Mulholland Dr. began life as a two-hour TV pilot, and up to a point, it has an episodic, disconnected feel, constantly inserting new characters and plot threads that you keep waiting for the film to return to. (Mostly, it never does.) The main characters, at least, are clear enough. There’s doe-eyed, blond-haired Betty (Naomi Watts), who’s just stepped off a plane, an ingenue looking for her big break. And there’s the black-haired woman who turns up in the apartment Betty’s borrowing from her aunt, with no memory of who she is, only that she’s just been nearly shot to death in a car on Mulholland Drive and she’s stumbled down out of the hills and into Betty’s place. Taking her name from an old movie poster, Betty dubs the stranger Rita (why not Veronica?), but while the stage seems to be set for an eccentric gloss on a typical noir, Mulholland Dr. keeps spiraling off into other vignettes, like the one about the two men in a diner, one describing to the other a disturbing dream he had that was set in that very restaurant, which then proceeds to come true — sort of. Or the one about the intense, frazzled director (Justin Theroux) who comes home to find his wife in bed with a handyman who looks suspiciously like Billy Ray Cyrus.

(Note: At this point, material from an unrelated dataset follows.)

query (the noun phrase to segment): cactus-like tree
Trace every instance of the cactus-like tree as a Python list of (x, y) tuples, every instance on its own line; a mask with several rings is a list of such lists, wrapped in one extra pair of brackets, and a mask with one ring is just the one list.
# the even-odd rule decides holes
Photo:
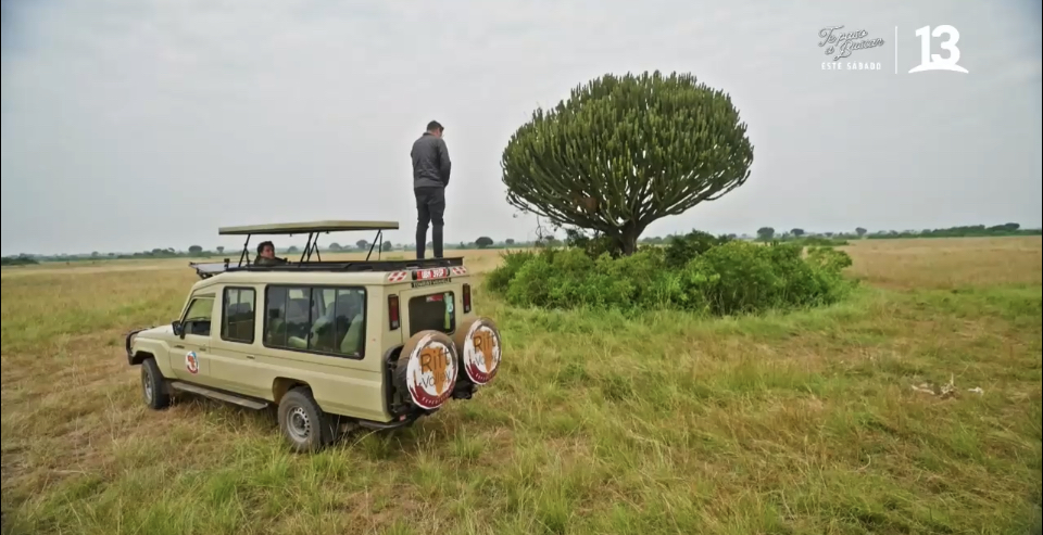
[(658, 71), (574, 88), (538, 109), (501, 158), (511, 205), (605, 235), (626, 255), (656, 219), (743, 184), (752, 163), (728, 93)]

The director, in fact, winds up as a third major character, though the shards of his own plot are arrayed even more sloppily than the ones concerning the two women. There’s something about some kind of shadowy cabal — represented by Dan Hedaya and frequent Lynch composer Angelo Badalamenti — that has taken over control of the director’s project and seems to have some relationship to a mysterious man who sits in a thronelike chair in the middle of a mainly dark room and whose visitors stand yards away, separated from him by a huge pane of glass. (The man, or at least his head, is played by the backwards-talking midget from Twin Peaks.) And I haven’t even gotten to the Tom Mix look-alike who turns up to offer ominous warnings that the director had better do as he’s told.

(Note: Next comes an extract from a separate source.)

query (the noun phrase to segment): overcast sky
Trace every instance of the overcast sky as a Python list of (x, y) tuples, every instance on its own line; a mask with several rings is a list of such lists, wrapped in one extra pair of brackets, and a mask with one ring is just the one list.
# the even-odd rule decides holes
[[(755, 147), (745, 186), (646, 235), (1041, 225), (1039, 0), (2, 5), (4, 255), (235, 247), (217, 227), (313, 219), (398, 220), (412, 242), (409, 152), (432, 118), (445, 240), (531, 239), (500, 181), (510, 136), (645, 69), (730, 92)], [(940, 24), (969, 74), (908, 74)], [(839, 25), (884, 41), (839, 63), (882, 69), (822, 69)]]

If you’re easily bamboozled, you might accept that the utter chaos of all these elements is Lynch’s way of suggesting the infinitely layered and ultimately unknowable layers of collusion and conspiracy that underlie the tanned and sculpted exterior of Los Angeles. But what we’re really looking at is the contents of David Lynch’s upturned junk drawer. By the time the movie gets around to pulling a Lost Highway switcheroo — and it’s a doozy — it’s hard to care if things make sense anymore, or spend any effort trying to sort them out. As always, you can trust Lynch to set a mood, but that’s hardly enough to sustain a two-and-a-half-hour movie (and it feels longer). Mulholland Dr. is full of neat little bits and pieces, but Lynch never commits to any of them. He’s a bit player in his own movie.